Texas abortion rule mandating burial or cremation opposed by healthcare providers, funeral directors

30 Nov, 2016 04:25 / Updated 8 years ago

Texas will soon require abortion providers to cremate or bury all fetal remains. Lawmakers defend the legislation by arguing that it places no undue burden on women, but many are concerned about how this will affect women’s healthcare in Texas.

Texas Department of State Health Services officials finalized new rules for abortion providers on Monday that will mandate all aborted fetuses be cremated or buried, regardless of trimester. The rules are set to take effect on December 19 to the dismay of reproductive rights activists, the medical community and the Funeral Consumers Alliance of Texas.

The administrative rule was instituted in July and was supported by a number of pro-life and Christian organizations, but it did not receive any blessings from medical associations, civil rights groups or social worker groups who all spoke out against the regulation. The cost of cremation or funerals would not be shouldered by the patients but rather the clinics and hospitals.

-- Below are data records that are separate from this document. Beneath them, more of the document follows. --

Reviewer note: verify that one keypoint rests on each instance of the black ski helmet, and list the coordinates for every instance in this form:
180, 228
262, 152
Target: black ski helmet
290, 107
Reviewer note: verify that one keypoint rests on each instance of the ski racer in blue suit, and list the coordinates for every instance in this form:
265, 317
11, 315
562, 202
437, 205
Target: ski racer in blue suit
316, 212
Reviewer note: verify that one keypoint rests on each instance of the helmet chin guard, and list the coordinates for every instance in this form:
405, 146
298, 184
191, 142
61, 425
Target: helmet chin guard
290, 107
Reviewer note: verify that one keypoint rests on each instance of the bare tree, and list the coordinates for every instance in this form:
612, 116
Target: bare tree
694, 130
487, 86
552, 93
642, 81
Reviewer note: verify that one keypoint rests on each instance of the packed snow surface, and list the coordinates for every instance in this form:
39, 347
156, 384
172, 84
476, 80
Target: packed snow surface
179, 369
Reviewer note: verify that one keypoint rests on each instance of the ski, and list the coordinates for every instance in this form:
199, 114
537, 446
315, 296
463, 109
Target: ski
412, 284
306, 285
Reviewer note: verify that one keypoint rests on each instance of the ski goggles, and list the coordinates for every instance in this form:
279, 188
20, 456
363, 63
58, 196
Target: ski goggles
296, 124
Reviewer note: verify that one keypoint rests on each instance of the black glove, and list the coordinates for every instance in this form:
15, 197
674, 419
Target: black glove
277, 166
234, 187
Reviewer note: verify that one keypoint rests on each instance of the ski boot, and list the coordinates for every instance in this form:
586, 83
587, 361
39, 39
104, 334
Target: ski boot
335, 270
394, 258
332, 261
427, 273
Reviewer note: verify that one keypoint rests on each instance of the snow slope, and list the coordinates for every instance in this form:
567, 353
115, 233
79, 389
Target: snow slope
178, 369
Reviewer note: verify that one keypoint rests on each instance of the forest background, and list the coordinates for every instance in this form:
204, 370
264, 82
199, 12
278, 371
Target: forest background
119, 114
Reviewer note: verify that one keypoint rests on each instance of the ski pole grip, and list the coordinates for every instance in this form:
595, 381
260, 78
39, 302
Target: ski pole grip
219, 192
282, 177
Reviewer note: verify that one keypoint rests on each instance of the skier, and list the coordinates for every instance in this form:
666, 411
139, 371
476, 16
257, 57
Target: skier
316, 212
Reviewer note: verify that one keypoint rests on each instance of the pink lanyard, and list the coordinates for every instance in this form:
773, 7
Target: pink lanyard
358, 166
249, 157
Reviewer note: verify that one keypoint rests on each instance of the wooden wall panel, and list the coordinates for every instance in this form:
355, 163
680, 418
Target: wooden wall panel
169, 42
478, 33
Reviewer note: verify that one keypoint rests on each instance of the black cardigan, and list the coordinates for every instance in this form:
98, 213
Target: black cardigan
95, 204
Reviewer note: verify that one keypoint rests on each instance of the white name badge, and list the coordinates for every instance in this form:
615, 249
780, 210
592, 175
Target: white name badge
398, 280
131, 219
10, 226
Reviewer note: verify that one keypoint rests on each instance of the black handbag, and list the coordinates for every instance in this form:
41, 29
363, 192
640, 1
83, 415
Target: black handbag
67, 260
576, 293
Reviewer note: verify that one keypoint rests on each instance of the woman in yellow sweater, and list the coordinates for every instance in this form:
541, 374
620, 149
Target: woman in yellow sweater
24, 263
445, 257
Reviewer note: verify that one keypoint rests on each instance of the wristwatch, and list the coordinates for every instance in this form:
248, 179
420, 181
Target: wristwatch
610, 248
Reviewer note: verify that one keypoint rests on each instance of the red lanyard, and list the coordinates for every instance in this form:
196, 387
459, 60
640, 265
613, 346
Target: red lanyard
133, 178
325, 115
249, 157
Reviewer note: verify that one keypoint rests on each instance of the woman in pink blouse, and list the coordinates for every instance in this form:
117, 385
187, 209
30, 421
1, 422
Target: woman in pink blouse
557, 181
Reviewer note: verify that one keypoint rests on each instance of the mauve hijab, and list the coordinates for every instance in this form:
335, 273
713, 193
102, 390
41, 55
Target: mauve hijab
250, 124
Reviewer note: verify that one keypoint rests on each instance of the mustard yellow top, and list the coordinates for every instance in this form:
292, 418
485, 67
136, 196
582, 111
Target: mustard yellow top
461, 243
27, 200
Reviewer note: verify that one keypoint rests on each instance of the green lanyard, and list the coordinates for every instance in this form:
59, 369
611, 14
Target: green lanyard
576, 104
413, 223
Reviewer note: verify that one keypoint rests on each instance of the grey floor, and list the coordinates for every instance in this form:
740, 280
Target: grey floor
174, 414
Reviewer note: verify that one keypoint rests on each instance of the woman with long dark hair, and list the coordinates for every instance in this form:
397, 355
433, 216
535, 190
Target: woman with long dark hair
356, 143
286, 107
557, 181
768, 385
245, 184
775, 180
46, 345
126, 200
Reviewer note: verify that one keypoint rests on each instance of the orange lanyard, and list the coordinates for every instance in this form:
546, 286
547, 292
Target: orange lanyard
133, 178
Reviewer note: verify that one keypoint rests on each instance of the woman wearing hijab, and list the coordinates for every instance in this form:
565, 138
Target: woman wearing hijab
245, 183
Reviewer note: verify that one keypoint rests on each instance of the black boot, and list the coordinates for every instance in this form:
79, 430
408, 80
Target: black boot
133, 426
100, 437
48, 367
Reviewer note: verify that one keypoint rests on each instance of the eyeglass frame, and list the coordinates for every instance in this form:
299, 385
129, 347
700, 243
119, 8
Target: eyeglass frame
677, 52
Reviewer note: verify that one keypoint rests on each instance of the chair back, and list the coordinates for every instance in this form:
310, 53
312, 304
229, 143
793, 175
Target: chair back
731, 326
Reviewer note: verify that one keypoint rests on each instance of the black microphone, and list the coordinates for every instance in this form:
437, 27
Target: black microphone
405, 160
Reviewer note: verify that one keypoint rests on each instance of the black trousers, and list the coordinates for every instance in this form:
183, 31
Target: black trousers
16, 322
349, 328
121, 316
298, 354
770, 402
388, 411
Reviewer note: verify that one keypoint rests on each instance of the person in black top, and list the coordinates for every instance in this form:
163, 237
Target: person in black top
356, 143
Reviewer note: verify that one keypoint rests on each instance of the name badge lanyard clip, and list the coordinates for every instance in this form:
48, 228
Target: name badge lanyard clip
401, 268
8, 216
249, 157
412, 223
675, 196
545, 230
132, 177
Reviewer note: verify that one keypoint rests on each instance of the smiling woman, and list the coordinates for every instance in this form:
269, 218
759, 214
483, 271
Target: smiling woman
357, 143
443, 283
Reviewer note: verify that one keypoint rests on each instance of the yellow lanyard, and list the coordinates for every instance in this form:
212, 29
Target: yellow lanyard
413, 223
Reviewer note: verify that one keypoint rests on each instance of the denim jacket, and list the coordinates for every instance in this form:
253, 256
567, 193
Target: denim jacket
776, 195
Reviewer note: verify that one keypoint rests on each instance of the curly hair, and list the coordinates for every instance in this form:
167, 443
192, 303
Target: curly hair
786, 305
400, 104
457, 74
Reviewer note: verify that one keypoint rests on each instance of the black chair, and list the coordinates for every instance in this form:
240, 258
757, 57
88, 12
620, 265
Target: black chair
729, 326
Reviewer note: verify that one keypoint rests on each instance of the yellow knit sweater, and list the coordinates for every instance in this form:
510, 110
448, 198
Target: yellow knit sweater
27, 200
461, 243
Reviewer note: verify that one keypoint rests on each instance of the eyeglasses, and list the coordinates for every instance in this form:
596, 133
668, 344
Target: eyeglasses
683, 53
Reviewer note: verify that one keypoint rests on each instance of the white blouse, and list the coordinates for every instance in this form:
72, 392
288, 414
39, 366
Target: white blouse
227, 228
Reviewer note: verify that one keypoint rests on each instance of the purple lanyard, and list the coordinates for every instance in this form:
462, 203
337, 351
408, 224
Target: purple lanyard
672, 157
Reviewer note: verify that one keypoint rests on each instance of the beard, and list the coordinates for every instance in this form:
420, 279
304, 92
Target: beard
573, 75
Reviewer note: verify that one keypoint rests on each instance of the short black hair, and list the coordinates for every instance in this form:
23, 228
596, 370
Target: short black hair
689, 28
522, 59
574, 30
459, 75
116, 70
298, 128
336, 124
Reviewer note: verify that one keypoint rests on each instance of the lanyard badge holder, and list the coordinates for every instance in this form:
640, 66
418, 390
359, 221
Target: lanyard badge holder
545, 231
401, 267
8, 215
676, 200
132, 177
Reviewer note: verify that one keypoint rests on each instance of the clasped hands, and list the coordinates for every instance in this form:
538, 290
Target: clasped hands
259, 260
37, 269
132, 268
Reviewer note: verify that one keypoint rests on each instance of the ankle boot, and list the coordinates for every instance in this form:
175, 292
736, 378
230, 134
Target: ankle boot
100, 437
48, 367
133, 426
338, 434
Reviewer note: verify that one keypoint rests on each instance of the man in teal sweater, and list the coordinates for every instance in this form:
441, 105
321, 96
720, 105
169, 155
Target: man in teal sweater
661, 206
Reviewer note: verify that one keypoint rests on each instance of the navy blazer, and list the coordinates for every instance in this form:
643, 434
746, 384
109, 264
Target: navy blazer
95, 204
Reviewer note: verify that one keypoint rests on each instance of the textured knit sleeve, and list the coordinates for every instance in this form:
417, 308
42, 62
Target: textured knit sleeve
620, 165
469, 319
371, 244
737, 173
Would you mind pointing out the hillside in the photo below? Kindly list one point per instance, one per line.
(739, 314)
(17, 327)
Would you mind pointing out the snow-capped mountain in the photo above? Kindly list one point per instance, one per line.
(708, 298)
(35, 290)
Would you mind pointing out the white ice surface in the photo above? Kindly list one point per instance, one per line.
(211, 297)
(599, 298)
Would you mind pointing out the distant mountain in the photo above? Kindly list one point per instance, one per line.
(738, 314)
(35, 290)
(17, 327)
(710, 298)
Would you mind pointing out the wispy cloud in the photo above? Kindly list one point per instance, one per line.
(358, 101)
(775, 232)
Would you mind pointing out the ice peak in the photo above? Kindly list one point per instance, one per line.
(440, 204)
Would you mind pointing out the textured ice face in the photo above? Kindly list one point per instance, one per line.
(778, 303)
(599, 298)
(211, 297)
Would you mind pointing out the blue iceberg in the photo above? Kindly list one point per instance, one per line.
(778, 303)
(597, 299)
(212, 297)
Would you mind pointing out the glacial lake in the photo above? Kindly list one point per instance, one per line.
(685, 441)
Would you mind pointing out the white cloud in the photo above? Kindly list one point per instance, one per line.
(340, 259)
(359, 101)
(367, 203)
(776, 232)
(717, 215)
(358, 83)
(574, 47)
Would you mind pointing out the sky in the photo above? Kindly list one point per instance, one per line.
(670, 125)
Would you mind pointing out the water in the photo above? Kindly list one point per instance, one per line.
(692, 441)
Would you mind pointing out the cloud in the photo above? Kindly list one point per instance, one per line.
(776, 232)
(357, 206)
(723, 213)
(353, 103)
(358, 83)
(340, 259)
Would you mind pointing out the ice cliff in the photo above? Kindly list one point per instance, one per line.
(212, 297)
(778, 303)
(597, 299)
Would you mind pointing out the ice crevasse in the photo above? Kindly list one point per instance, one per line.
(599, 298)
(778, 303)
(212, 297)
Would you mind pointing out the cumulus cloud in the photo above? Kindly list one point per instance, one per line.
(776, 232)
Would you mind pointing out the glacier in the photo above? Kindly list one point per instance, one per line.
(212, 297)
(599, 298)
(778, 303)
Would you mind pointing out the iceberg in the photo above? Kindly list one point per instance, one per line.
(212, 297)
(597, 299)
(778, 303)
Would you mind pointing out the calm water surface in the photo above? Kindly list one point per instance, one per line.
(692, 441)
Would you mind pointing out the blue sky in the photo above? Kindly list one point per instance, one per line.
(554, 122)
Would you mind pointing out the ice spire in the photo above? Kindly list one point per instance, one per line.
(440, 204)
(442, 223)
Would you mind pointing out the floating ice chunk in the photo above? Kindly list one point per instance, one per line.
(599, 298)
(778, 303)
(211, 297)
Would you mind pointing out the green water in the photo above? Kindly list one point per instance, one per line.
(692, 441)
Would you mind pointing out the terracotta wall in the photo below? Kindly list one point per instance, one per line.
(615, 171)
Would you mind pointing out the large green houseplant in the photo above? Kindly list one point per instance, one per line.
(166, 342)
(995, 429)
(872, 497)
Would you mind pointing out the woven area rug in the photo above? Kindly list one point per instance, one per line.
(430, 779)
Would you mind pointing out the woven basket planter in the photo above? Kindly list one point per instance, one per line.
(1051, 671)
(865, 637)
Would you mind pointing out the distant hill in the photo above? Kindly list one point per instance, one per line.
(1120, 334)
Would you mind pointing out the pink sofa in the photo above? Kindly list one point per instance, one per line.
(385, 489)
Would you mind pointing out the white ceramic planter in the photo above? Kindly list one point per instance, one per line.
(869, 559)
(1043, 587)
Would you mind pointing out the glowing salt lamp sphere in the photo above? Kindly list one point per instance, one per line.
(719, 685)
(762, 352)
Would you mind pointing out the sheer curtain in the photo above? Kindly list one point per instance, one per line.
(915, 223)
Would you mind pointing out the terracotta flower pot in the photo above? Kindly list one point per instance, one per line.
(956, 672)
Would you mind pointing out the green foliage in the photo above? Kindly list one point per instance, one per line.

Some see this as an attempt to force medical providers from providing abortions due to the basic funeral service fee of $2,000, according to a letter from the Funeral Consumers Alliance of Texas to the State Health Service in late July.

Health department spokeswoman Carrie Williams countered this argument, telling the Dallas Morning News: "While the methods described in the new rules may have a cost, that cost is expected to be offset by costs currently being spent by facilities on disposition for transportation, storage, incineration, steam disinfection and/or landfill disposal."

The health commission also defended the measure as a move to enhance the "protection of the health and safety of the public." However, the Texas Medical Association and the Texas Hospital Association both disagreed with this, as did the Healthcare Waste Institute of the National Waste and Recycling Association (HWI), which felt it posed more risks than benefits.

The HWI pointed out that these rules require generators that can separate waste materials for proper handling, which is impossible for the commercial facilities that handle this kind of medical waste.

Even attempting to do so would place employees at great risk,” the HWI commented.

The American Congress of Obstetricians and Gynecologists also commented that there is no evidence that current disposal methods pose any public health risk, commenting that “the current laws and professional standards already require safe and respectful disposition of medical waste.

The regulation originally called for the same funeral treatment to be extended to miscarried fetuses or abortions that occur at home, such as women who procure a medical abortion via pill. That provision was later removed, further complicating the logic behind requiring cremation for fetal tissue resulting from abortions.

Reproductive rights activists believe that the upcoming law has nothing to do with safely disposing medical waste.

"This regulation has no basis in public health, and it's just a pretext for putting an additional burden on women who choose abortion or who suffer miscarriage," staff attorney for the Center for Reproductive Rights, David Brown, told Broadly.

The American Civil Liberties Union (ACLU) expressed similar thoughts. Trisha Trigilio, a staff attorney for the ACLU, told Broadly, "These are special regulations that only apply to fetal tissue, not other human tissue, and the rules only apply to health care facilities like abortion providers, not women who may miscarry in their homes. Texas has advanced zero evidence – zero – that there is a public health reason to treat miscarriages and abortions differently."